Friday, March 28, 2008
Contentment
Sometimes it's hard to be content, no matter how hard you try. Take my job, for instance. I was getting restless, ready for a challenge, so I applied for a different position. I was told that I was qualified, but not for the particulars of this position, but the next time it came up I would be the first person considered. I was upset at first, but after reflecting on how God gave me this job and it's the best one I've ever had, I decided to be content with where I am at this time. Then yesterday happened. I won't go into details, but there is someone in this company who continually looks for everyone's faults. It is her opinon that people should not make mistakes (except for her, then it's not her mistake, it's someone elses) and should do everything perfectly, all the time. Well, unfortunately, I am not perfect. Which in this case is not really relevant, since I didn't make a mistake, she is just convinced that I did. What she said and did yesterday and today have caused me to once again become uncontent in my job. I am looking for the real reason- is it because I would like more to do?
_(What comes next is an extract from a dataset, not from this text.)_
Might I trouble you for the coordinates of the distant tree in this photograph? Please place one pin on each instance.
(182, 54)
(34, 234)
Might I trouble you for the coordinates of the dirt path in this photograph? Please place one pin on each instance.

To try something different? Or because I just don't like working for this person anymore? Is it to the extreme that I might not wait for this other position and just work somewhere else? I don't know. What I do know is that I prayed for this job, and God blessed me with it. So that makes me think maybe I'm supposed to stick it out a bit longer and see what happens. I know now that contentment is not something I can ask for once; it is a daily prayer. True contentment, that is all anyone can really ever ask for.